El problema es que estos aspirantes a líderes creen que basta invocarla para sentirla y no, no se inspira esperanza gritando “¡No perdamos la esperanza!”. Al contrario, eso desnuda la versión más penosa de quien no tiene la destreza para narrar una historia creíble y prometedora o de quien cree que el estado de ánimo obedece a órdenes o se muda apostrofándolo.
De nada vale que el preclaro Felipe González explique una y otra vez los motivos para perseverar en la lucha si quienes deben arengarnos no saben producirnos ilusión o provocan lo contrario reclamando grotescamente “¡No podemos perder la esperanza!”.
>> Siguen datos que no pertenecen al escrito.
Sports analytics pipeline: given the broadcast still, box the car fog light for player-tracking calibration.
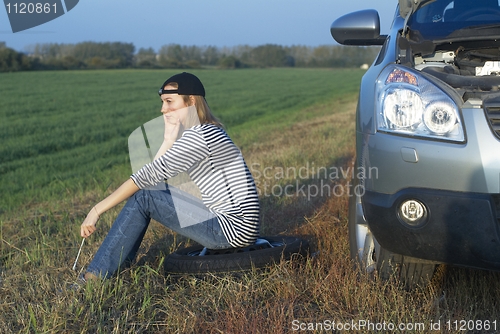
[398,199,427,227]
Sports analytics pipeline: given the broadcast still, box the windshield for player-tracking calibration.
[408,0,500,40]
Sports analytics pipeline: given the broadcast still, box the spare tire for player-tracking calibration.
[165,236,309,274]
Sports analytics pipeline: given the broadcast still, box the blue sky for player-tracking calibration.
[0,0,397,51]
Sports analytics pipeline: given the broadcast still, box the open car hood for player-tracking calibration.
[398,0,434,18]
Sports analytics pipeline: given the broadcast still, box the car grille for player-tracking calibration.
[484,102,500,138]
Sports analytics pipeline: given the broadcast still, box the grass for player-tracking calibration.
[0,70,500,333]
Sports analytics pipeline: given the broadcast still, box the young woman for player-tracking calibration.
[81,72,259,279]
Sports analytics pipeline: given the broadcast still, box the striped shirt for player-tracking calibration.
[131,124,259,247]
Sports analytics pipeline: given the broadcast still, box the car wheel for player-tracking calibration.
[348,174,436,290]
[165,236,309,274]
De esto hay en el discurso local hasta la náusea. De esto viven seudoinfluyentes y storytellers que creen que, contando como propias experiencias que nunca les pasaron, pueden resucitar la esperanza en quienes intentamos sobrevivir al cataclismo nacional.
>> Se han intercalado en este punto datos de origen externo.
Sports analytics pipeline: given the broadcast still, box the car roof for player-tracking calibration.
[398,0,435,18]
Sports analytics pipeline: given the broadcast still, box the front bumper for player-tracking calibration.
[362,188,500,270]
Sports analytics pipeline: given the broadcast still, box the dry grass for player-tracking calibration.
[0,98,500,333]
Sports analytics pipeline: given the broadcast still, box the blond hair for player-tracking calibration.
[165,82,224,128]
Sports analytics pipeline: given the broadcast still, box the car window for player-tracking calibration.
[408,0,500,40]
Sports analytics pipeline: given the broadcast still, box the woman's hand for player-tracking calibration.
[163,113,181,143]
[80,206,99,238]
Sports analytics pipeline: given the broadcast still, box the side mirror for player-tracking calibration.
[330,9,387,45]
Con las costuras a la vista, la población que aspiraba a ser testigo del quiebre de la dictadura protagoniza el quiebre de su propia esperanza. Fracasaron las instrucciones de mercadólogos y, en consecuencia, sus voceros. Quemaron a los figurines de la diáspora, cada vez más desconectados de la realidad que vivimos quienes seguimos dentro de nuestras fronteras.
La coalición democrática sigue teniendo al enemigo entre sus asesores comunicacionales. Quienes continuamos apoyándola porque entendemos en qué consiste esta lucha y de qué se trata realmente la resistencia, ya tenemos de adversarios a esos que, en mala hora, fueron seleccionados para dizque infundirnos esperanza. No saben lo urgente que se les ha vuelto hacer ahora lo que siempre fue importante. De que se den cuenta, no pierdo la esperanza.